Except it wasn’t to be.

Rhodes lost the match, cheated by The Bloodline, as has almost always been the case during Reigns’ more than 1,300 days as world champion. Fan reaction was primarily a mix of shock and anger. They’d been on the journey with Rhodes and it felt the timing was perfect for him to have his moment.

WWE chief content officer Paul “Triple H” Levesque spoke to the media in the aftermath of WrestleMania 39, addressing the decision to have Reigns retain the championship.

“For a lot of people this was a shocking outcome,” Levesque said. “What I will say about that is that it’s always interesting to me when people say, ‘How could that happen?’ or ‘How could they do that in that moment?’ It’s almost perfectly spelled out in this story. ‘I need to finish the story.’ In WWE, the story never finishes. Tomorrow night on Raw, it’s sold out Crypto Arena, the story continues. The story takes another chapter, we just got to the end of another chapter but the story continues and that’s where this gets interesting to me. That is what’s the most amazing thing about this business, the story never ends.”

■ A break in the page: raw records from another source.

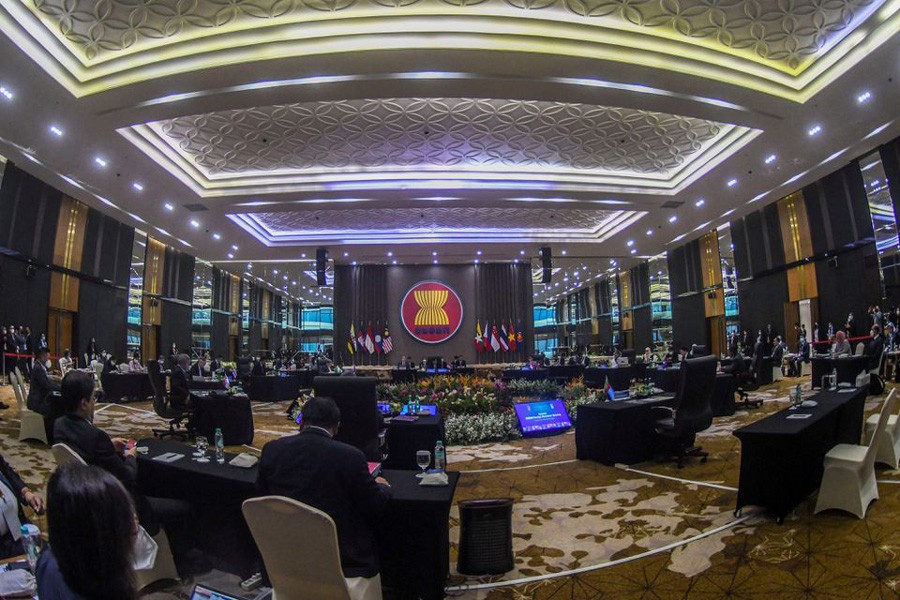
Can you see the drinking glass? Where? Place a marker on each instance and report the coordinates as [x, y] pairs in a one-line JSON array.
[[202, 446], [423, 459]]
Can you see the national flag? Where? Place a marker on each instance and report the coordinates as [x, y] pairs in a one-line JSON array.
[[370, 340], [386, 341], [513, 345], [361, 338], [378, 340], [495, 339]]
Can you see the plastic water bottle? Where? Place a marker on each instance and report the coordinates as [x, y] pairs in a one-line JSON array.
[[440, 457], [31, 543], [220, 446]]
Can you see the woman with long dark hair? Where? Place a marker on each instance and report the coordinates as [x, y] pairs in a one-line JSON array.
[[92, 526]]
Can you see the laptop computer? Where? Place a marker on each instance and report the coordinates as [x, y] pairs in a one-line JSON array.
[[202, 592]]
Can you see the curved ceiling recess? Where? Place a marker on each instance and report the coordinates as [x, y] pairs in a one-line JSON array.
[[789, 49]]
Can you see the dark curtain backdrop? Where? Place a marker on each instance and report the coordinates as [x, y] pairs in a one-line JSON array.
[[102, 314]]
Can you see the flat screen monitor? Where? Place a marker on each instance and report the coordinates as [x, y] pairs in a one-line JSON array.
[[201, 592], [543, 418]]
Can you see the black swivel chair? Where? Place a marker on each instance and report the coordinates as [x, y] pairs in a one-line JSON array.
[[361, 421], [162, 406], [692, 412]]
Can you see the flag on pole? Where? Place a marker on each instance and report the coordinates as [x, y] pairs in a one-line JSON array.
[[495, 339], [378, 340], [386, 341], [370, 341], [504, 337]]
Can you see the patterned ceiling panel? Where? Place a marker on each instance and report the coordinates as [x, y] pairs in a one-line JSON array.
[[437, 133], [433, 219], [779, 32]]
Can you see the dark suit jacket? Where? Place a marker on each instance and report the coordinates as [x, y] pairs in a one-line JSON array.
[[179, 392], [41, 385], [96, 448], [333, 477]]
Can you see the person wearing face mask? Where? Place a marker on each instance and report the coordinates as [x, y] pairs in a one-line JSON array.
[[41, 386]]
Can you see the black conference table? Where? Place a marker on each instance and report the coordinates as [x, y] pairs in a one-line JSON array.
[[847, 368], [231, 413], [619, 377], [782, 455], [722, 401], [117, 386], [275, 388], [413, 535], [618, 432], [404, 438]]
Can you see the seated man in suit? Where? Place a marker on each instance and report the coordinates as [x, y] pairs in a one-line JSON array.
[[179, 392], [332, 476], [41, 386]]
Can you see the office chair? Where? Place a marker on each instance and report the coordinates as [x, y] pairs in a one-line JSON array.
[[692, 412]]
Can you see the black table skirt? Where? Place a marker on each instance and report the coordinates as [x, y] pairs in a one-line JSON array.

Levesque’s words didn’t quiet the criticism from fans but they were left in the same position as Rhodes, with nothing to do but move forward and hope the eventual payoff would be worth the wait.

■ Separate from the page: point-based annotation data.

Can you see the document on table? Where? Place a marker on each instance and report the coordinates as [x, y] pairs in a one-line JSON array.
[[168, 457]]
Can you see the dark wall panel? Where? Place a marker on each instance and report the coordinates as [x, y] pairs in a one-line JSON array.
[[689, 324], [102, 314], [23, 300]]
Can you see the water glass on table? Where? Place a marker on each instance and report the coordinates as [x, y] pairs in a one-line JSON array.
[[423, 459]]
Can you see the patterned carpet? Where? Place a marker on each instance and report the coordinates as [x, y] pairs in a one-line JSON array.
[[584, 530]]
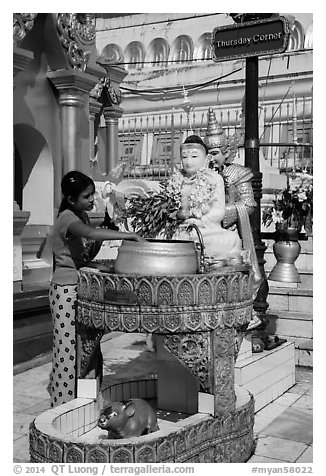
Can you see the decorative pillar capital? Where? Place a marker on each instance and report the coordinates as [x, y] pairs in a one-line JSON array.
[[72, 82], [21, 59], [94, 108], [112, 114]]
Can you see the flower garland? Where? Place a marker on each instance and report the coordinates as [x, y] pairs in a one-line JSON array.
[[203, 185], [157, 212], [294, 204]]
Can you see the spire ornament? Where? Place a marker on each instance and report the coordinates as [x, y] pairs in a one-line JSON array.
[[22, 24]]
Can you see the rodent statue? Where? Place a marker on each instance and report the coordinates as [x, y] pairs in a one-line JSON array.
[[134, 418]]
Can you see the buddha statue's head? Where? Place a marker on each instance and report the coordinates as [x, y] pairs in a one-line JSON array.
[[221, 148], [193, 155]]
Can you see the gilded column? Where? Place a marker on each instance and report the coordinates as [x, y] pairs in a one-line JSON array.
[[73, 87], [22, 23], [111, 117]]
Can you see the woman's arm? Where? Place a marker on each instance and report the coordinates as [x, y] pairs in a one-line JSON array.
[[82, 230]]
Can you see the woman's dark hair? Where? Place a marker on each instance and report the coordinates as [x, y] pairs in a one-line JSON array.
[[72, 185]]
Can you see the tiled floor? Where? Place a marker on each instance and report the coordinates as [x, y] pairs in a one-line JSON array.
[[284, 427]]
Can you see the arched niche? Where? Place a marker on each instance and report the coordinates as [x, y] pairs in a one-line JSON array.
[[34, 179], [134, 53], [157, 53], [112, 53], [181, 50], [203, 48], [296, 40], [308, 43]]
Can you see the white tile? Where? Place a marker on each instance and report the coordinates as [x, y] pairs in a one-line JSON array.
[[266, 361], [68, 426], [279, 448], [126, 391], [87, 388], [306, 456], [272, 410]]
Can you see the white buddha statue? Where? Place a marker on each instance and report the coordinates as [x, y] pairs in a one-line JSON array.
[[203, 201]]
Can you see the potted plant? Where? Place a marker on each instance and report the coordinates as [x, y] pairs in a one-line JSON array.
[[292, 208]]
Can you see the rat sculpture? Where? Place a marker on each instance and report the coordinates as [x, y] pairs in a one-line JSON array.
[[134, 418]]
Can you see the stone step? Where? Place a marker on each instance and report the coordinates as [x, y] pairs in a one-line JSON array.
[[290, 299], [267, 374], [306, 277], [294, 325]]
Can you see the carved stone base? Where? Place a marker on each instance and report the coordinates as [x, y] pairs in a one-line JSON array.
[[199, 438]]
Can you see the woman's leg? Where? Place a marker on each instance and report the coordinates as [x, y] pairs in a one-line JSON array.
[[63, 376]]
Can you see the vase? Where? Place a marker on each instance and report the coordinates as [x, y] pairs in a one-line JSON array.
[[286, 250]]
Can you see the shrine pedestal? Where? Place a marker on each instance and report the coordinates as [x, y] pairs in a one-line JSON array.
[[200, 322], [69, 433]]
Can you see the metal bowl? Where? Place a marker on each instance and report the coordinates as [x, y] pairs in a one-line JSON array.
[[157, 257]]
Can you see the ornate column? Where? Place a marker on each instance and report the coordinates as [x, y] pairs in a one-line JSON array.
[[252, 161], [111, 116], [111, 99], [22, 23], [73, 87]]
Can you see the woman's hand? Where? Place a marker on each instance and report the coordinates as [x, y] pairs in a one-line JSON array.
[[138, 238]]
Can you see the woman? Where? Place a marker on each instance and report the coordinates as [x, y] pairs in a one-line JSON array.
[[75, 244]]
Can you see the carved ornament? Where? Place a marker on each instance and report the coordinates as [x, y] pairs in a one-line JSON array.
[[74, 35], [22, 24], [105, 92]]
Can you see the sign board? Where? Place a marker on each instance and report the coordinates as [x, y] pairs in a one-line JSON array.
[[255, 38]]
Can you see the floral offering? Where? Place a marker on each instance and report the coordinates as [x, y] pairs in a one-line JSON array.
[[157, 213], [294, 205]]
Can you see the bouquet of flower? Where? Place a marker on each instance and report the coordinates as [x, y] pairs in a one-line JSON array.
[[155, 213], [293, 205]]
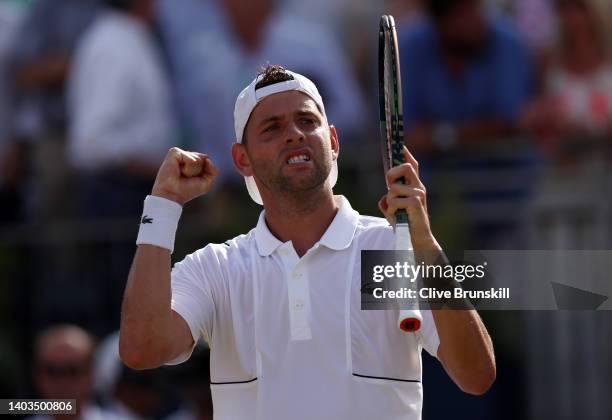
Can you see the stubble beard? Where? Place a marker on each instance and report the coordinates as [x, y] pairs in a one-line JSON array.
[[300, 190]]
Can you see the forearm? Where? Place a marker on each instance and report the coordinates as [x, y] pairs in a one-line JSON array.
[[146, 315]]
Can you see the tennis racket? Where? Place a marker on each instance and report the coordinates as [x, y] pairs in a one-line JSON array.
[[392, 139]]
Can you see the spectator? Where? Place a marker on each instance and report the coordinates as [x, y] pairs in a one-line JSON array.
[[214, 47], [63, 369], [40, 60], [129, 394], [466, 78], [575, 112], [121, 126], [119, 101], [572, 210]]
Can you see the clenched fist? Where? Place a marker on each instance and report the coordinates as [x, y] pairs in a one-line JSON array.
[[184, 176]]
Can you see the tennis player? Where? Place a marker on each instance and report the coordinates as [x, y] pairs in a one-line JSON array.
[[280, 305]]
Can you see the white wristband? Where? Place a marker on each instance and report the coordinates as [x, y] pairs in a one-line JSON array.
[[159, 222]]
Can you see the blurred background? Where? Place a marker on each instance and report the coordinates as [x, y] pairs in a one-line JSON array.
[[508, 107]]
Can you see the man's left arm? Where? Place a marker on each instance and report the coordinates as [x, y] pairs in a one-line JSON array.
[[465, 349]]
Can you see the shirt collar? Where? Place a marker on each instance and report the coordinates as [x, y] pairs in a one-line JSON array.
[[338, 235]]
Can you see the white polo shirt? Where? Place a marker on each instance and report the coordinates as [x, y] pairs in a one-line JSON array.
[[288, 338]]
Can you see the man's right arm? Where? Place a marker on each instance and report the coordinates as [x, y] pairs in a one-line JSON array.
[[151, 332]]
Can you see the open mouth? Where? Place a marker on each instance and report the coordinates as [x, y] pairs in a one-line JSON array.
[[298, 159]]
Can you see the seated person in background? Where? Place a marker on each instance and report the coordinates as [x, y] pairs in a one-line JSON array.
[[577, 100], [63, 357], [466, 78]]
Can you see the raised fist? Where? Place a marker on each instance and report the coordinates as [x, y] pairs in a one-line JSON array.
[[184, 176]]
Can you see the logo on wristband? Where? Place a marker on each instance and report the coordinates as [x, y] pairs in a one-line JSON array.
[[146, 219]]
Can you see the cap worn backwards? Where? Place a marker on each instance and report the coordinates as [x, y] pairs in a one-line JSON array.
[[249, 98]]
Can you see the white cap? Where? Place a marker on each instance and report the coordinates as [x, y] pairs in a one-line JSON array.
[[248, 100]]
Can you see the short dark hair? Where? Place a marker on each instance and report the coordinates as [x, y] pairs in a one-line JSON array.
[[269, 75], [118, 4], [272, 74]]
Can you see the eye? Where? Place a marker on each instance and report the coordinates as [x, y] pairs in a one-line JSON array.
[[271, 127]]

That payoff could come on Sunday, when Rhodes rematches Reigns in Night 2 of WrestleMania 40, though that match almost got pushed aside after Rhodes won his second consecutive Royal Rumble this past January.

Many factors went into a near shift to Reigns vs. The Rock, rather than Rhodes.

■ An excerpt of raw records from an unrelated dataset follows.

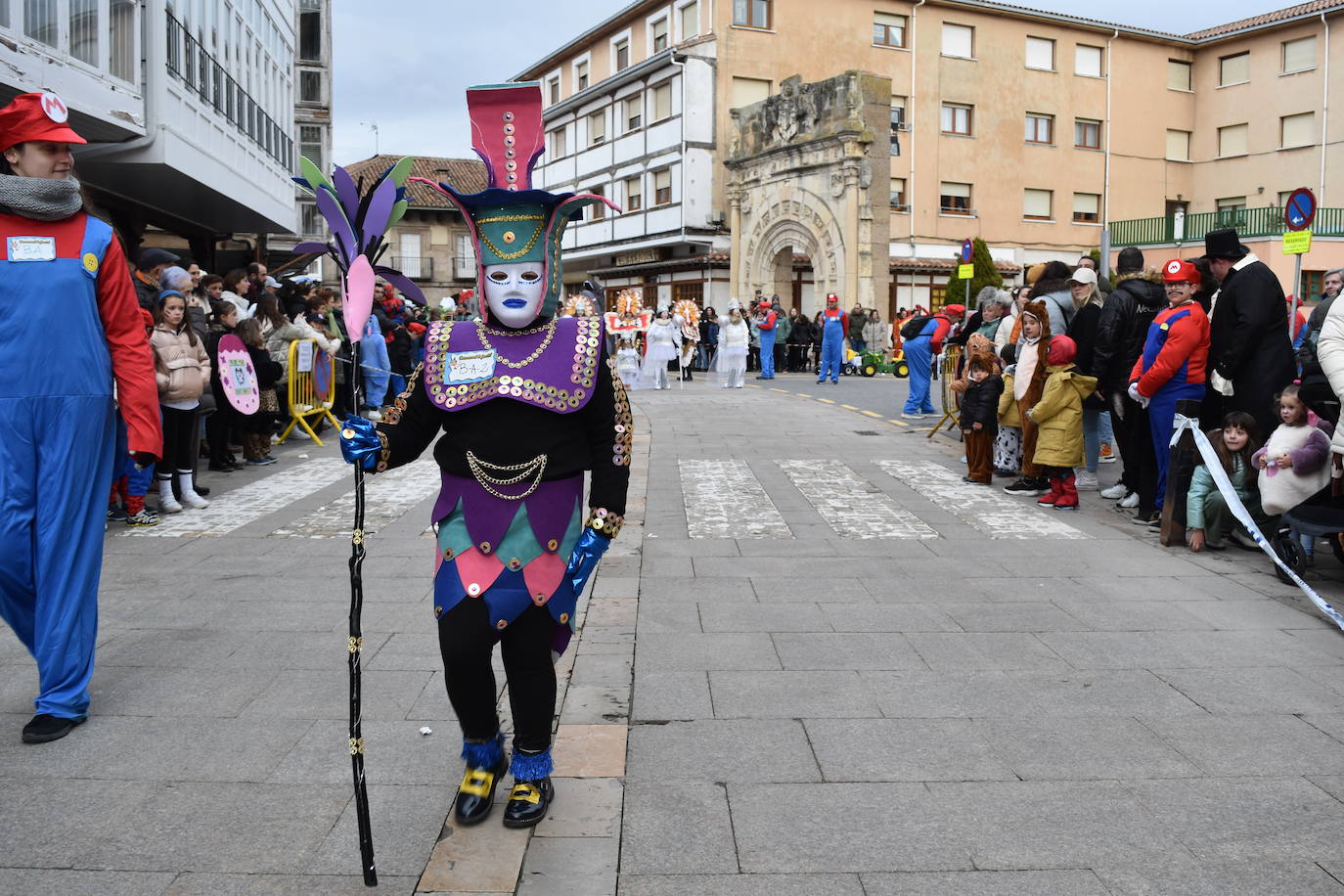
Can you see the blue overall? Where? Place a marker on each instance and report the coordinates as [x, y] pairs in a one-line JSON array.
[[57, 438], [832, 348], [1161, 409], [768, 352], [919, 357]]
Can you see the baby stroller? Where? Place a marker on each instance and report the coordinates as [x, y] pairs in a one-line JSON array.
[[1312, 521]]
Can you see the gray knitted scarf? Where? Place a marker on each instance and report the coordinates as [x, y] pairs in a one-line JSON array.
[[40, 198]]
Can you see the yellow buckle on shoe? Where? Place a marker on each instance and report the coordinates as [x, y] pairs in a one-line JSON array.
[[525, 792], [477, 782]]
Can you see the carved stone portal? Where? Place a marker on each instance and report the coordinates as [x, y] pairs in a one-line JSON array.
[[805, 171]]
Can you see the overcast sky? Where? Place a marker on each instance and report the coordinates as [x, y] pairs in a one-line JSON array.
[[405, 65]]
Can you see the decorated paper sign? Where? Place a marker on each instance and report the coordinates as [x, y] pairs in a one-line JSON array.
[[470, 367], [305, 356], [238, 377]]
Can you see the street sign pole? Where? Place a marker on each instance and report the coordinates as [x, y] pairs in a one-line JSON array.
[[1298, 214]]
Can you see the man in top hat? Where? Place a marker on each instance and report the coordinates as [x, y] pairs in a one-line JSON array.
[[58, 431], [1250, 355]]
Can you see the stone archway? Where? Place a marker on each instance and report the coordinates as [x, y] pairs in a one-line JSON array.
[[805, 176]]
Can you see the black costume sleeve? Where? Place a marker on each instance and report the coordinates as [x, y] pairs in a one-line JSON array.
[[609, 432], [409, 425], [1257, 308]]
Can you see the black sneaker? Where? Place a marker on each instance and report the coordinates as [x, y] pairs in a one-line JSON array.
[[45, 729], [527, 802], [1026, 488]]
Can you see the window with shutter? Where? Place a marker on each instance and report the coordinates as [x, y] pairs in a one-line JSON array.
[[1232, 140], [1178, 146], [1041, 129], [888, 29], [1088, 61], [1234, 70], [661, 103], [959, 40], [953, 199], [1300, 55], [1179, 75], [1086, 208], [1297, 130], [1035, 204], [1041, 54]]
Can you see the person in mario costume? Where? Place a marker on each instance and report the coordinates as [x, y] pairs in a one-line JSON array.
[[58, 432], [1174, 363]]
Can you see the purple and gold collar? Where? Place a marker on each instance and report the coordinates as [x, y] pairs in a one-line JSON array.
[[467, 364]]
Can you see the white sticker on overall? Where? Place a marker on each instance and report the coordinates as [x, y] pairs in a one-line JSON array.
[[32, 248], [470, 367]]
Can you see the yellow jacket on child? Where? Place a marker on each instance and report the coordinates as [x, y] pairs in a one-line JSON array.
[[1059, 414]]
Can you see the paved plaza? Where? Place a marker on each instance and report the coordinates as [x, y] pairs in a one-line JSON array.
[[815, 661]]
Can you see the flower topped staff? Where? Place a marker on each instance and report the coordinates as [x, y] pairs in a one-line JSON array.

CM Punk, who returned to WWE at the 2023 Survivor Series after a contentious split with AEW and was likely set for a big match with world heavyweight champion Seth Rollins at WrestleMania, suffered a torn triceps muscle in the Royal Rumble, taking him out of plans for the immediate future. This came just days after Vince McMahon was forced to resign from WWE after another round of allegations of sexual assault and reported investigations by federal law enforcement.

At the same time The Rock returned to WWE, joining the TKO board of directors amid rekindled interest in a long-teased showdown with Reigns, his cousin.

Despite immediately pointing at Reigns after winning the Rumble, Rhodes suddenly appeared to change course and deferred to The Rock on an episode of SmackDown.

Once again, fans revolted against the idea of Rhodes’ moment being taken away. #WeWantCody trended on X for days as The Rock, one of the biggest stars in wrestling history, was loudly booed at WWE events. It was too much to ignore and WWE pivoted back to the original plan, having The Rock turn heel and join forces with Reigns.

Rhodes, who once couldn’t even command the attention of a single WWE writer, had become such a star that an entire writing team had to pivot the plans for one of the biggest shows in WWE history to place him back in the main event. First, however, Rhodes will team with Rollins to face The Rock and Reigns in a tag match on Night 1 of the event, with the result determining the rules for Rhodes vs. Reigns on Night 2.

While Levesque may be correct that the story never finishes in WWE, Rhodes’ tale of going from WWE afterthought to undeniable champion should reach its conclusion on Sunday night.